I to w sumie koniec instrukcji jak automatycznie pobierać dane ze stron www :)
Uzyskany gotowy plik opis tysiąca obiektów z Muzeum będzie źródłem danych do karmienia twitterowego bota. Ponieważ nie ustawiałem własnych kolumn plik będzie wymagał dodatkowej obróbki.
Podsumowanie narzędzia do zbierania danych ze stron www
import.io jako narzędzie do pobierania danych z różnych katalogów sprawdza się dobrze pod warunkiem że zasób źródłowy jest poprawnie udostępniony i opisany.

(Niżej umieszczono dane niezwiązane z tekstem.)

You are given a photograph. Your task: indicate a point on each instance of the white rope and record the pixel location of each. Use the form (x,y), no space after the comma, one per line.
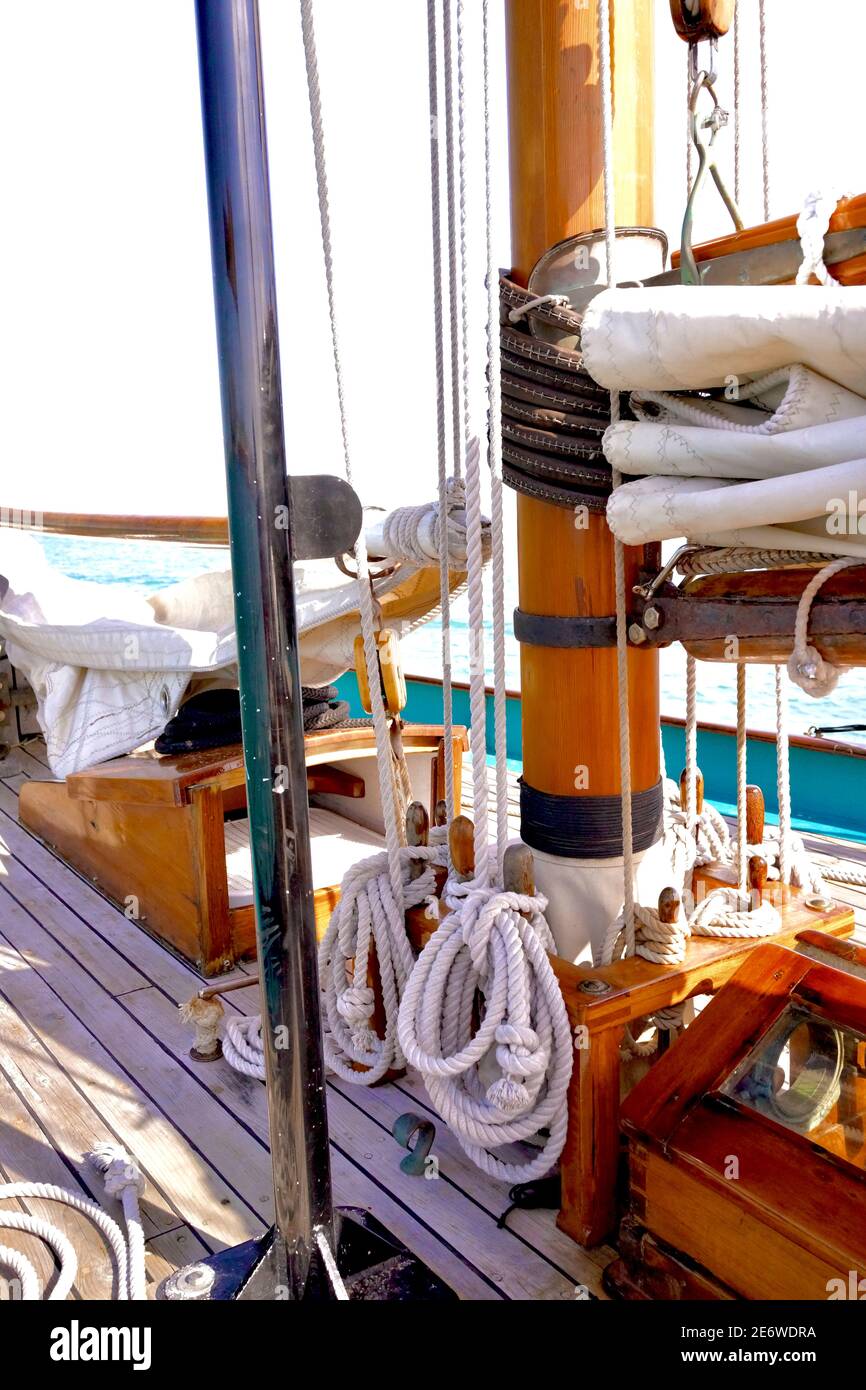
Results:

Narzędzie posiada funkcje które umożliwiają zbudowanie własnej struktury pobieranych danych (np. zdjęcie, opis, cena, miasto) dzięki czemu ograniczamy ich dalszą obróbkę za pomocą arkusza kalkulacyjnego czy innego programu.
Można również grepować strony pojedyńcze dzięki czemu zebrałem dane z katalogu bibliotecznego i postawiłem na twitterze bota z nowościami i najczęściej czytanymi pozycjami w bibliotece.